Sheryle Bolton urges State Board of Education to adopt new standards, offering “more explicit connections between learning in a classroom and what lies beyond school”
(Sacramento) – On Wednesday, September 4, 2013, the California State Board of Education unanimously approved adoption of the Next Generation Science Standards for California Public Schools, as recommended by the California Department of Education.
Presenting at the meeting was Sally Ride Science CEO Sheryle Bolton, who urged the Board to approve the standards, stating how “…one of the most successful strategies for improving college and career readiness is to make more explicit connections between what students are learning in the classroom and the world that lies beyond the school.”
The standards—which stress problem solving, critical thinking and finding common principles that science, technology, engineering, and math (STEM) share—were recommended to the Board by the California Department of Education, a recommendation that represents the culmination of an extensive collaboration among educators, researchers, and academicians who specialize in STEM. The proposed standards emphasize critical thinking and ideation over memorization in the hope that more students will obtain and maintain an interest in STEM.
“We believe the new standards can help ignite student interest in STEM by encouraging educators and students to apply the science and math concepts that they learn in class to real-world problems requiring data collection, analysis, development and testing of hypotheses,” says Bolton. “This seems to be one issue upon which almost all educators, politicians, and business leaders can agree: we have to do more to prepare students for the challenging and rewarding careers available in our 21st Century economy. At Sally Ride Science, we work with teachers and school administrators throughout the country, and have seen first-hand the emphasis on college and career readiness that is driving K-12 curriculum and assessment decisions in almost every state in the country.”
A key requirement in the Next Generation Science Standards is that students develop the writing skills and facility with non-fiction reading materials that can help them understand problems involving science and technology and effectively communicate solutions. “Integrating English Language Arts with STEM topics can reveal cross-disciplinary connections among the subjects that students encounter in the curriculum,” says Bolton. “In that way, students see how problem-solving and engineering can lead to the new solutions that we call ‘technology.’”
The standards themselves have been in development for approximately two years, and were fueled by the contributions of educators and experts from across the United States.
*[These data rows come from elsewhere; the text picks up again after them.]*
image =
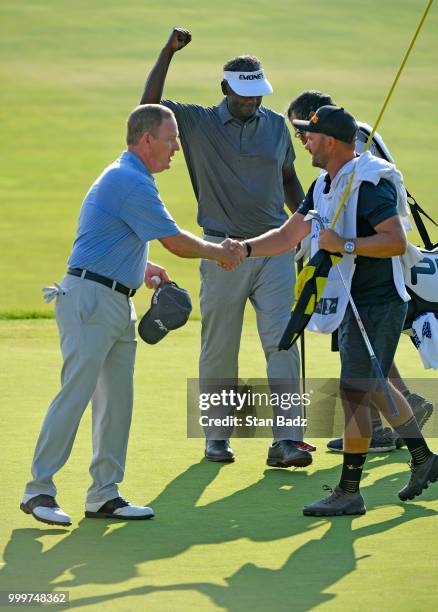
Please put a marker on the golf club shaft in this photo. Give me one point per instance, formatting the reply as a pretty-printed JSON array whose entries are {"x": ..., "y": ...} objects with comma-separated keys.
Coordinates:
[{"x": 374, "y": 361}]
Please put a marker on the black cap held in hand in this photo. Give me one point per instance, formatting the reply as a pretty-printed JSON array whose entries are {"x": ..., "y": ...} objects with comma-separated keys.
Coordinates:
[
  {"x": 332, "y": 121},
  {"x": 170, "y": 308}
]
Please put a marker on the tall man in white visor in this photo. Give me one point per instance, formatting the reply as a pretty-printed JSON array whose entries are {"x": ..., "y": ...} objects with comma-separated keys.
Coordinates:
[{"x": 240, "y": 160}]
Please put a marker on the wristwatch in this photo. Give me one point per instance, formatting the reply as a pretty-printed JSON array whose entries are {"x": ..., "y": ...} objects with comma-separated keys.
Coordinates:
[{"x": 349, "y": 247}]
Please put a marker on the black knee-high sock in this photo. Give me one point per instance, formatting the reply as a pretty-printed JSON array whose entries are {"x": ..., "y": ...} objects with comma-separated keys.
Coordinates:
[
  {"x": 414, "y": 440},
  {"x": 352, "y": 471}
]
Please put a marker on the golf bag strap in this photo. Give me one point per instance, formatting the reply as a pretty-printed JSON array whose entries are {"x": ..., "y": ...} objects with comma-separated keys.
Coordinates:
[{"x": 417, "y": 211}]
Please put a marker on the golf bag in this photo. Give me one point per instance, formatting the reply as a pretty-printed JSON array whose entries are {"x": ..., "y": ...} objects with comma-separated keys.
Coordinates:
[{"x": 422, "y": 279}]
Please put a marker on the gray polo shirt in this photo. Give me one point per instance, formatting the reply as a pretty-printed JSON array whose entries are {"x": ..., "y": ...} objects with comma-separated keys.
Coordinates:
[{"x": 235, "y": 166}]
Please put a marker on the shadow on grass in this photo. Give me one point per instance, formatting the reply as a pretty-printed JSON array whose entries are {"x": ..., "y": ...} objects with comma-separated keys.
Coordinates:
[{"x": 268, "y": 510}]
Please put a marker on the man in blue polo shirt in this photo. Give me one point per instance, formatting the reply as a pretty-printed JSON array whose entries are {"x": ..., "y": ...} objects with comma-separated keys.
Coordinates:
[{"x": 121, "y": 213}]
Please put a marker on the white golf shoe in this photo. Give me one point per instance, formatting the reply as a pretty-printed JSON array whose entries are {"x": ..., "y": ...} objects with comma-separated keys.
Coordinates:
[
  {"x": 45, "y": 509},
  {"x": 118, "y": 508}
]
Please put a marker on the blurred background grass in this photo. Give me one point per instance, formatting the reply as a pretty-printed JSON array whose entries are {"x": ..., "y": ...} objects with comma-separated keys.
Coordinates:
[{"x": 71, "y": 72}]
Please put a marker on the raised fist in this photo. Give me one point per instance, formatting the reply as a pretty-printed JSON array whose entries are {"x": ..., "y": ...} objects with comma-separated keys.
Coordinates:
[{"x": 178, "y": 39}]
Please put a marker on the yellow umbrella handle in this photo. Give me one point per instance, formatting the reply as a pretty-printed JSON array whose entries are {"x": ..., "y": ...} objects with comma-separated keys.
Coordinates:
[{"x": 380, "y": 115}]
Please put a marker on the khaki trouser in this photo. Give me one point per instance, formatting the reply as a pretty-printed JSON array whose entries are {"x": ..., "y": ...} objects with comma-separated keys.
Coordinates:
[
  {"x": 97, "y": 334},
  {"x": 268, "y": 283}
]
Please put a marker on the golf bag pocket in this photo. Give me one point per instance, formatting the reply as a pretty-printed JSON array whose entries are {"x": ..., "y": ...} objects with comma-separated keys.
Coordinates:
[{"x": 421, "y": 283}]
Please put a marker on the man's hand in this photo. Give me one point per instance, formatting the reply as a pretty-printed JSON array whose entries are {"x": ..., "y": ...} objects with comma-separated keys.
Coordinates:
[
  {"x": 178, "y": 39},
  {"x": 155, "y": 270},
  {"x": 331, "y": 241},
  {"x": 233, "y": 253}
]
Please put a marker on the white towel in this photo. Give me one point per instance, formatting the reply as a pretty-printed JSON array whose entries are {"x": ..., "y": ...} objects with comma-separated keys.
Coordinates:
[{"x": 425, "y": 331}]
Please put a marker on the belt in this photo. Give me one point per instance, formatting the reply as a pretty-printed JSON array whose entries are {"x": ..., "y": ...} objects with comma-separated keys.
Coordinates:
[
  {"x": 103, "y": 280},
  {"x": 208, "y": 232}
]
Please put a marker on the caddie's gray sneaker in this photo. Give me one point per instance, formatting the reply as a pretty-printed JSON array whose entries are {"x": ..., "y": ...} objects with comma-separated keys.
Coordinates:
[
  {"x": 337, "y": 503},
  {"x": 421, "y": 475}
]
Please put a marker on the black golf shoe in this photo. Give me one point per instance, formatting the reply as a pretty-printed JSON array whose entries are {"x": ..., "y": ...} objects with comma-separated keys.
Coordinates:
[
  {"x": 338, "y": 503},
  {"x": 287, "y": 453},
  {"x": 421, "y": 476}
]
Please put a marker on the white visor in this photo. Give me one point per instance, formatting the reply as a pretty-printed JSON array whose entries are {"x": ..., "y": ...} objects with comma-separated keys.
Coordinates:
[{"x": 248, "y": 83}]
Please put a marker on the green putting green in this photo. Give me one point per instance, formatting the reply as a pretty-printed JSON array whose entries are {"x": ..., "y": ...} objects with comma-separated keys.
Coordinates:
[{"x": 226, "y": 537}]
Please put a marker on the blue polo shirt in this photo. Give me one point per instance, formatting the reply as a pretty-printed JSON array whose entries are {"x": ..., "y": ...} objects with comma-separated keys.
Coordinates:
[{"x": 120, "y": 214}]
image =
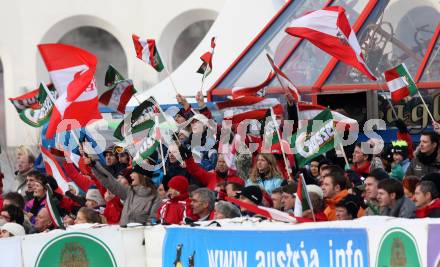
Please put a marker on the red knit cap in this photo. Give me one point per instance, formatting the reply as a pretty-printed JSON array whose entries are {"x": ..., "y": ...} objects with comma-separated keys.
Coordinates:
[{"x": 179, "y": 183}]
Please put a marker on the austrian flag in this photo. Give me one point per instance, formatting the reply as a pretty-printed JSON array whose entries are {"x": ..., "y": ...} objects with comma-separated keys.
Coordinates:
[
  {"x": 71, "y": 70},
  {"x": 329, "y": 29},
  {"x": 400, "y": 83},
  {"x": 146, "y": 50}
]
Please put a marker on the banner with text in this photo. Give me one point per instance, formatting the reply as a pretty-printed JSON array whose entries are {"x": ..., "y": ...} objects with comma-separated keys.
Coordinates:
[{"x": 238, "y": 248}]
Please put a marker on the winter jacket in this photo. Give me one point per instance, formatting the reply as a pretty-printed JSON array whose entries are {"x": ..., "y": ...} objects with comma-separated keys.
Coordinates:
[
  {"x": 267, "y": 184},
  {"x": 421, "y": 164},
  {"x": 34, "y": 206},
  {"x": 140, "y": 203},
  {"x": 20, "y": 182},
  {"x": 432, "y": 210},
  {"x": 113, "y": 210},
  {"x": 330, "y": 210},
  {"x": 372, "y": 208},
  {"x": 404, "y": 208}
]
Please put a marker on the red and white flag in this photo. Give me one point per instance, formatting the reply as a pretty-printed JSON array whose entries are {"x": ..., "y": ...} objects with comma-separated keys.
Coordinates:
[
  {"x": 71, "y": 70},
  {"x": 286, "y": 82},
  {"x": 258, "y": 90},
  {"x": 329, "y": 29},
  {"x": 54, "y": 169},
  {"x": 118, "y": 97},
  {"x": 249, "y": 107},
  {"x": 146, "y": 50}
]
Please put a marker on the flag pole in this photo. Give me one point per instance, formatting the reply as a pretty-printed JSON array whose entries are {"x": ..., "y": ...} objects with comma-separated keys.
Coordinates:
[
  {"x": 286, "y": 163},
  {"x": 159, "y": 136},
  {"x": 426, "y": 106},
  {"x": 303, "y": 181}
]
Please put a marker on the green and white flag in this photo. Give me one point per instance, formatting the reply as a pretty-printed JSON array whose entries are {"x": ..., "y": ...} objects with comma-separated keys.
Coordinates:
[
  {"x": 139, "y": 121},
  {"x": 315, "y": 139},
  {"x": 40, "y": 116}
]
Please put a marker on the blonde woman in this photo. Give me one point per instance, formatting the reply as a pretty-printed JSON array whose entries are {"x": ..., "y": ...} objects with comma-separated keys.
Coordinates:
[{"x": 265, "y": 173}]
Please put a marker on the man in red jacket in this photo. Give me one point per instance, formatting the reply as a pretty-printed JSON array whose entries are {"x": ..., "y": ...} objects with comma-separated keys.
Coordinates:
[{"x": 427, "y": 201}]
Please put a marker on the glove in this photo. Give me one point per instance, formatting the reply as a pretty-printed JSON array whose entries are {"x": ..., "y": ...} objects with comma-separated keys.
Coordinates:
[{"x": 184, "y": 152}]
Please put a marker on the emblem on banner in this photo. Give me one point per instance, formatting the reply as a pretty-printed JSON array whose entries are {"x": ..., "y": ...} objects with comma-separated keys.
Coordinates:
[{"x": 75, "y": 250}]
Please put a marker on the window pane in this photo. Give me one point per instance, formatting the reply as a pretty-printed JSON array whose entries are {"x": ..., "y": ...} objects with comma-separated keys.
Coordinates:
[{"x": 401, "y": 35}]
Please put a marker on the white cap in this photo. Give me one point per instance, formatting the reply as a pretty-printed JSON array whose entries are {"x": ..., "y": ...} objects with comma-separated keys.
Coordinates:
[
  {"x": 312, "y": 188},
  {"x": 14, "y": 228}
]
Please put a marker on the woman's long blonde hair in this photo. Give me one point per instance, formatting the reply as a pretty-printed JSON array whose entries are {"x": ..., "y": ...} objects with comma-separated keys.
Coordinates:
[{"x": 273, "y": 167}]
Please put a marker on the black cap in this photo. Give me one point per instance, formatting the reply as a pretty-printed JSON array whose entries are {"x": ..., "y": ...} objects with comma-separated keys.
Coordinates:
[{"x": 253, "y": 193}]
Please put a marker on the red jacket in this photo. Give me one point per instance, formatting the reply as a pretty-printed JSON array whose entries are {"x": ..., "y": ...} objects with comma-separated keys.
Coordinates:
[
  {"x": 113, "y": 210},
  {"x": 173, "y": 211},
  {"x": 208, "y": 179},
  {"x": 431, "y": 207}
]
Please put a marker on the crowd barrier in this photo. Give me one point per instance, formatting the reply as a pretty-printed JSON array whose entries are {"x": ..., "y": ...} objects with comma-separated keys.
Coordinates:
[{"x": 369, "y": 241}]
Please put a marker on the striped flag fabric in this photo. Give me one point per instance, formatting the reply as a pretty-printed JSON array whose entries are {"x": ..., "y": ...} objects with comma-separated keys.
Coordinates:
[
  {"x": 206, "y": 58},
  {"x": 118, "y": 96},
  {"x": 71, "y": 70},
  {"x": 146, "y": 50},
  {"x": 248, "y": 107},
  {"x": 312, "y": 141},
  {"x": 269, "y": 213},
  {"x": 54, "y": 169},
  {"x": 329, "y": 29},
  {"x": 309, "y": 111},
  {"x": 302, "y": 201},
  {"x": 28, "y": 100},
  {"x": 52, "y": 208},
  {"x": 286, "y": 82},
  {"x": 400, "y": 83}
]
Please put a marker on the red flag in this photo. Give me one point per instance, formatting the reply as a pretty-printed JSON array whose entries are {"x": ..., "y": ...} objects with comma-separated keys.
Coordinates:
[
  {"x": 329, "y": 29},
  {"x": 71, "y": 69}
]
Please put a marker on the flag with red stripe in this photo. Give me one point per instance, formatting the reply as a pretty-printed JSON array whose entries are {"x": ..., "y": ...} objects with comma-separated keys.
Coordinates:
[
  {"x": 146, "y": 50},
  {"x": 118, "y": 96},
  {"x": 25, "y": 101},
  {"x": 258, "y": 90},
  {"x": 206, "y": 67},
  {"x": 400, "y": 83},
  {"x": 329, "y": 29},
  {"x": 71, "y": 69},
  {"x": 269, "y": 213},
  {"x": 248, "y": 107},
  {"x": 286, "y": 83}
]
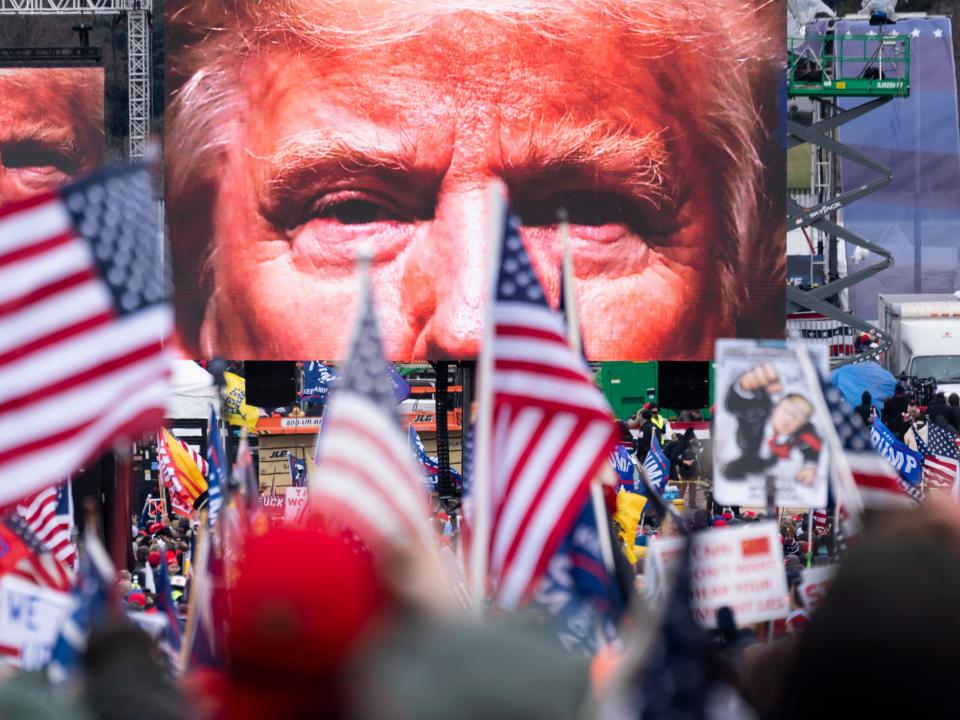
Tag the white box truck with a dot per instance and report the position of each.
(925, 333)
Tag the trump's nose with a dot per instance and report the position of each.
(445, 282)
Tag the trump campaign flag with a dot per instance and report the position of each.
(84, 319)
(907, 462)
(656, 465)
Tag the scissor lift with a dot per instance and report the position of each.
(824, 67)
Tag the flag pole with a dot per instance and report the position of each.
(572, 317)
(199, 568)
(120, 541)
(481, 481)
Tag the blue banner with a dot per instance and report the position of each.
(319, 378)
(317, 381)
(907, 462)
(623, 466)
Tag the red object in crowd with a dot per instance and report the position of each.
(295, 618)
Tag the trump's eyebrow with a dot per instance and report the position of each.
(612, 157)
(314, 157)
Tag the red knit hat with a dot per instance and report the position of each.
(304, 600)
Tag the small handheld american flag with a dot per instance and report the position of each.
(551, 428)
(84, 317)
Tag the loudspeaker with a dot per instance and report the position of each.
(271, 384)
(684, 385)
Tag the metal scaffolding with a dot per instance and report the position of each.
(824, 68)
(138, 52)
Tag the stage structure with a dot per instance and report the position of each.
(824, 67)
(138, 51)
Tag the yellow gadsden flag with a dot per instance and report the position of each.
(237, 412)
(182, 471)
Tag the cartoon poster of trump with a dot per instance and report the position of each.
(766, 427)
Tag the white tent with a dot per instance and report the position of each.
(191, 391)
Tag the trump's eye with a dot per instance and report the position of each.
(357, 211)
(34, 156)
(589, 208)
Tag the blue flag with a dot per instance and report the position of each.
(583, 598)
(92, 594)
(401, 388)
(906, 461)
(298, 470)
(216, 468)
(657, 465)
(429, 465)
(623, 465)
(317, 381)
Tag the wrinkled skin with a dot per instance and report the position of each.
(406, 139)
(51, 128)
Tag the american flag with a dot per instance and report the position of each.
(552, 430)
(37, 565)
(49, 515)
(84, 319)
(364, 474)
(880, 486)
(941, 459)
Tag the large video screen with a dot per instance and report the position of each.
(51, 128)
(298, 132)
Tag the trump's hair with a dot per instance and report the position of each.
(740, 42)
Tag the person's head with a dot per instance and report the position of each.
(51, 128)
(913, 409)
(790, 414)
(298, 131)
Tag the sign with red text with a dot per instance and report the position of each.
(741, 568)
(814, 585)
(273, 506)
(296, 501)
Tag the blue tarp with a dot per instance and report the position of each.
(852, 380)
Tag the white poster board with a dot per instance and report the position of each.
(296, 499)
(814, 584)
(30, 620)
(765, 425)
(740, 568)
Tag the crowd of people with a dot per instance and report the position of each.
(320, 625)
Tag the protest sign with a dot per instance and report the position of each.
(814, 584)
(740, 568)
(30, 619)
(296, 501)
(766, 427)
(273, 507)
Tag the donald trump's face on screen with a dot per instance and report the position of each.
(51, 128)
(300, 130)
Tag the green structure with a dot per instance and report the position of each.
(849, 65)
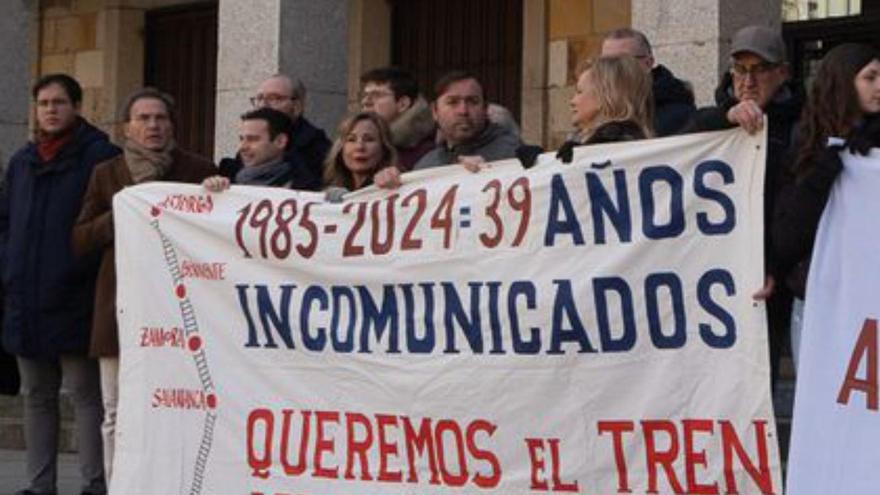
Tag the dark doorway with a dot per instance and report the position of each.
(809, 41)
(181, 59)
(430, 38)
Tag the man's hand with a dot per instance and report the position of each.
(765, 292)
(387, 178)
(472, 163)
(216, 183)
(748, 115)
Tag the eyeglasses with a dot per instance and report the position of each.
(270, 99)
(374, 94)
(755, 70)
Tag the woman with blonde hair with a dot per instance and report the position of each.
(612, 101)
(362, 148)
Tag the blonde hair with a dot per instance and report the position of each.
(335, 171)
(623, 90)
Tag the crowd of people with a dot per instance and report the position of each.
(56, 219)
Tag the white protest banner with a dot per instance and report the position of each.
(581, 328)
(835, 431)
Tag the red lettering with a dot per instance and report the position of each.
(731, 443)
(692, 458)
(866, 347)
(300, 466)
(481, 480)
(558, 485)
(260, 464)
(536, 445)
(387, 449)
(449, 478)
(418, 444)
(662, 458)
(358, 447)
(616, 428)
(323, 444)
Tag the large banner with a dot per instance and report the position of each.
(581, 328)
(836, 434)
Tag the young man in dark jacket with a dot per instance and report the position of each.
(308, 145)
(673, 98)
(50, 291)
(393, 93)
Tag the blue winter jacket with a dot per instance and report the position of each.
(49, 292)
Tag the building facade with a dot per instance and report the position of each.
(212, 54)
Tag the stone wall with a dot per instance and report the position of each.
(72, 41)
(16, 33)
(692, 37)
(576, 29)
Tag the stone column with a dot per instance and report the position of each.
(692, 37)
(17, 30)
(300, 38)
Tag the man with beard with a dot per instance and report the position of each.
(49, 290)
(466, 134)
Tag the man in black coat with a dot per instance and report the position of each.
(758, 85)
(308, 145)
(49, 291)
(673, 98)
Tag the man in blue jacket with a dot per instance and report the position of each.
(49, 291)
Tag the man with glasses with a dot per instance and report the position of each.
(673, 98)
(308, 145)
(758, 85)
(49, 290)
(393, 93)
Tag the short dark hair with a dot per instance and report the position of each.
(278, 122)
(630, 33)
(69, 84)
(401, 81)
(450, 78)
(149, 92)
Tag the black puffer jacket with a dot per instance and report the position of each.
(49, 291)
(673, 102)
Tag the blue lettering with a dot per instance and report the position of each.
(705, 225)
(704, 296)
(379, 320)
(627, 340)
(319, 340)
(652, 286)
(569, 225)
(675, 226)
(564, 307)
(454, 313)
(601, 205)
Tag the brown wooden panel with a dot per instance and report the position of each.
(432, 37)
(181, 59)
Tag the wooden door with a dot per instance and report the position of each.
(181, 59)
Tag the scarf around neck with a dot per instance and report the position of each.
(145, 164)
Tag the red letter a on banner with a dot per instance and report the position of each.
(865, 346)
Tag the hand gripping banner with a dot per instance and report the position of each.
(835, 432)
(581, 328)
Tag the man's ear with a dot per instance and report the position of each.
(403, 103)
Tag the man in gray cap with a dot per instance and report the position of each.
(756, 85)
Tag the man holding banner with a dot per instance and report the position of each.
(563, 329)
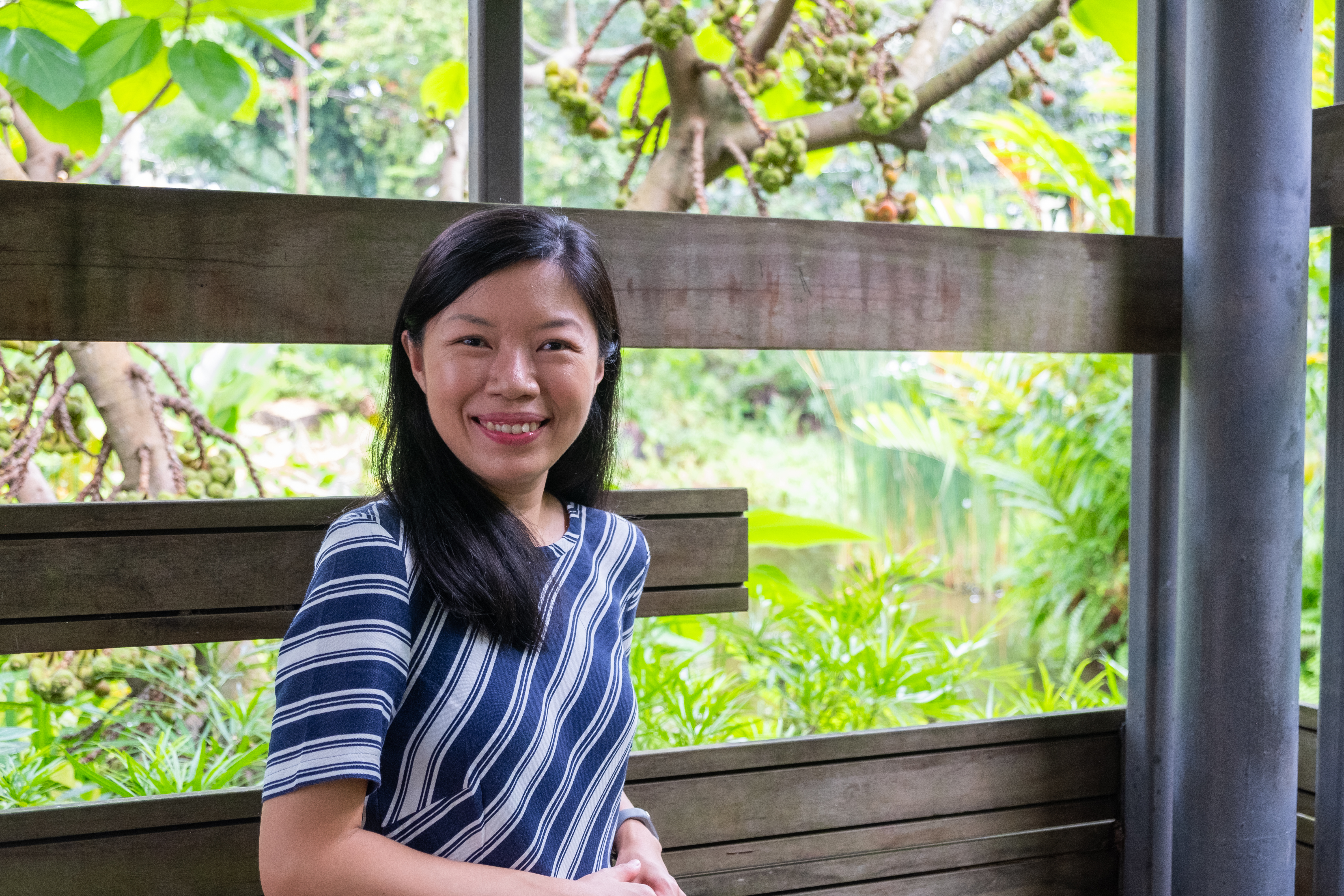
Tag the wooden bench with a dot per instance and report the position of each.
(1005, 808)
(146, 573)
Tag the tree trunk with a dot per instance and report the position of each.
(36, 488)
(134, 422)
(302, 109)
(452, 168)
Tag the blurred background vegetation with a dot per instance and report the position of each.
(935, 536)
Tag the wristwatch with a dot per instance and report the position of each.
(639, 815)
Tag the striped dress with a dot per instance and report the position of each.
(474, 752)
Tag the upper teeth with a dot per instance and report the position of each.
(517, 429)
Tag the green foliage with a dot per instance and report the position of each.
(210, 76)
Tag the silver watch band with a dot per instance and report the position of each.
(639, 815)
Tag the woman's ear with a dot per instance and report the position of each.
(416, 357)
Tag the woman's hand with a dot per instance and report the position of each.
(635, 844)
(620, 881)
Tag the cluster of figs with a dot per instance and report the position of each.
(782, 156)
(571, 90)
(19, 389)
(666, 27)
(61, 678)
(889, 206)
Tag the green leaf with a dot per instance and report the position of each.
(247, 113)
(65, 22)
(212, 77)
(771, 528)
(79, 125)
(45, 66)
(116, 50)
(135, 92)
(1116, 22)
(278, 39)
(444, 90)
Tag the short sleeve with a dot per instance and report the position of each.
(343, 663)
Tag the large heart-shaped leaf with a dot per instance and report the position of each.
(135, 92)
(64, 22)
(210, 76)
(444, 90)
(116, 50)
(45, 66)
(79, 125)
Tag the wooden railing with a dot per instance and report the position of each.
(999, 808)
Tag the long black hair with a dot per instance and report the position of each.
(471, 551)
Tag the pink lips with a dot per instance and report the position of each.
(509, 420)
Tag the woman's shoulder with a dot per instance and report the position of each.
(373, 527)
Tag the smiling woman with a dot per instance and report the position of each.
(455, 707)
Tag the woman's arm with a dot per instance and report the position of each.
(636, 843)
(312, 844)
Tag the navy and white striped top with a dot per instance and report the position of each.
(478, 753)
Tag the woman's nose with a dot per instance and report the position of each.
(513, 374)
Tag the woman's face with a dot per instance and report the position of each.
(510, 371)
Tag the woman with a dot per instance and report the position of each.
(454, 699)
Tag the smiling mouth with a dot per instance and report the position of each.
(513, 429)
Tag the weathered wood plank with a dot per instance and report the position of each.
(821, 859)
(1095, 874)
(236, 625)
(181, 265)
(132, 815)
(1307, 760)
(897, 863)
(1304, 882)
(657, 765)
(772, 803)
(1329, 167)
(216, 860)
(153, 573)
(29, 520)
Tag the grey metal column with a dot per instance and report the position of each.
(1329, 855)
(1248, 168)
(1154, 493)
(495, 85)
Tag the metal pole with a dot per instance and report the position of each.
(1154, 493)
(1244, 346)
(495, 85)
(1329, 856)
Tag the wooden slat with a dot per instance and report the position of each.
(181, 265)
(123, 574)
(884, 851)
(1329, 167)
(898, 863)
(216, 860)
(889, 742)
(1096, 874)
(794, 800)
(1307, 760)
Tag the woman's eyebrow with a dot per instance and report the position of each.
(561, 322)
(471, 319)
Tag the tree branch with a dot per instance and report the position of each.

California is now the sixth state to adopt the standards.
“Our company, and the educators we serve, are working hard to ensure that every educator is prepared to show every student how STEM topics can be fun and engaging, and how they offer the potential for rewarding and fulfilling careers,” says Bolton. “The Next Generation Science Standards would provide a terrific foundation for the work we are doing, and for the success of our students. For that reason, I enthusiastically urged the Board to support this adoption and am elated that they have.”